I rebooted using the LiveCD and performed `# fsck -t ufs -y /dev/ada1p4` (well, that's my /usr partition right there), but it says the disk is OK. I don't know what to do.

It's not a kernel issue, since I've been trying to boot with different kernels (including GENERIC) but to no avail.

Something tells me that maybe just rebuilding the "world" would suffice, or maybe even just `# pkgdb -fu; portsdb -u` would do the trick, but I cannot, since I can only boot from my LiveCD (USB) and I cannot convince those utilities that /mnt is actually /. So I was thinking, is it possible to create a jail(8)(), mount my /usr in it and try to fix it from there, or would the problem persist, and the jail would in turn be unbootable due to that broken /usr partition?

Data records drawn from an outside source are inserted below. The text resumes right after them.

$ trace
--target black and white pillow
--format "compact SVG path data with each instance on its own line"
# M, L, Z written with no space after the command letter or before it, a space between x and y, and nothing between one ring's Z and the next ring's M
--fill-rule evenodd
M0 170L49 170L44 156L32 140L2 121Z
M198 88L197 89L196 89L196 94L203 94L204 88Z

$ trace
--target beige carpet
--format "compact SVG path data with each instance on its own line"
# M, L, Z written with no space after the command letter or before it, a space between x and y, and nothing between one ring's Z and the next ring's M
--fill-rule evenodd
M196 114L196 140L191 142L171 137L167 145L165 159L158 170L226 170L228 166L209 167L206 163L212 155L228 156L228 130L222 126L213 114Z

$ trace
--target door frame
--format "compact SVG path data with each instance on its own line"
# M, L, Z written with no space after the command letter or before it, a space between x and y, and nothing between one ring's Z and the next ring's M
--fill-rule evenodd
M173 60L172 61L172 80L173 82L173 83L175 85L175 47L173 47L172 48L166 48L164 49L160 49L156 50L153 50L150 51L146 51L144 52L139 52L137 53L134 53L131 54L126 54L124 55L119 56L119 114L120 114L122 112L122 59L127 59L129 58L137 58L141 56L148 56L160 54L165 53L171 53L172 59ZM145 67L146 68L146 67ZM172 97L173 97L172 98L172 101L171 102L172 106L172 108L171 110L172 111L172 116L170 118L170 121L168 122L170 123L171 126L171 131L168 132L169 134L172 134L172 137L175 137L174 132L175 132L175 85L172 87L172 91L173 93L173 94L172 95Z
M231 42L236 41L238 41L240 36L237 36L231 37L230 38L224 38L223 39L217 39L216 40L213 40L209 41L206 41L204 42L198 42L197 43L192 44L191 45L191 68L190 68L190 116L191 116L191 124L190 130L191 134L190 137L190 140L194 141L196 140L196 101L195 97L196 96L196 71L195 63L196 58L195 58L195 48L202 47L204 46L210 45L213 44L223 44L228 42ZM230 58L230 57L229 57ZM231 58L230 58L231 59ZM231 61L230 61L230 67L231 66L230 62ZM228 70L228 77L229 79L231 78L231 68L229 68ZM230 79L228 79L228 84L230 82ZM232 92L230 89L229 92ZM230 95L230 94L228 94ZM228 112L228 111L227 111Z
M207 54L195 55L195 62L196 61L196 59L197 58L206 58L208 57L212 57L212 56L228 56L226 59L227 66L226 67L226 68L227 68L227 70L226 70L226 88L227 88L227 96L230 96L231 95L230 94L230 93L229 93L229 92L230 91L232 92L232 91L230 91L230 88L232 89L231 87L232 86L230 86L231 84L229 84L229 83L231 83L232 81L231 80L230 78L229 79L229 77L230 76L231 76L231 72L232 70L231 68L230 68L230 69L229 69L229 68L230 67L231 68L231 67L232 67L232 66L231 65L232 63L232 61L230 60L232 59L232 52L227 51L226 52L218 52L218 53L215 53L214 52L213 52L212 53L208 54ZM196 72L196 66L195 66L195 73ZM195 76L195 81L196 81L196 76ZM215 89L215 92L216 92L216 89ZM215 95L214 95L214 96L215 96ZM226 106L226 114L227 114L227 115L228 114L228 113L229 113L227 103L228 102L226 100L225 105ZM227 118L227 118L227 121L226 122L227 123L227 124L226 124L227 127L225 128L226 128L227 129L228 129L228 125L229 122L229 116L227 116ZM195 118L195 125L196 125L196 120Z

Or can I actually use that ino 1123589 number to my advantage and fix it from there? If so, how can I do that (using the base utilities is the preferred method, since I cannot install anything on my LiveCD).

I searched on the web, changed my /etc/{rc.conf,fstab} files ... still no change.

I am very puzzled by all this, any suggestions would be more than welcome.


----------



## jozze (Apr 30, 2013)

Hmmm... that's funny 

I fixed it by running `# fsck -t ufs ...` again, and this time it didn't try to use journaled data, so it naturally found inconsistencies, asked me if I want them fixed (to which I gladly agreed). Aaaaand ... it's gone! (problems I mean).

So, despite the fact that by sheer luck I fixed this mess, I still don't know what to do with the fact that emulators/virtualbox-ose did this to me.


----------



## jozze (Apr 30, 2013)

OK, I know also now why the screen went dark during the emulators/virtualbox-ose installation: it was because of an Xorg driver problem I noticed before, but didn't bother yet to fix. So the system didn't actually hang. I have to change driver in /etc/X11/xorg.conf.


----------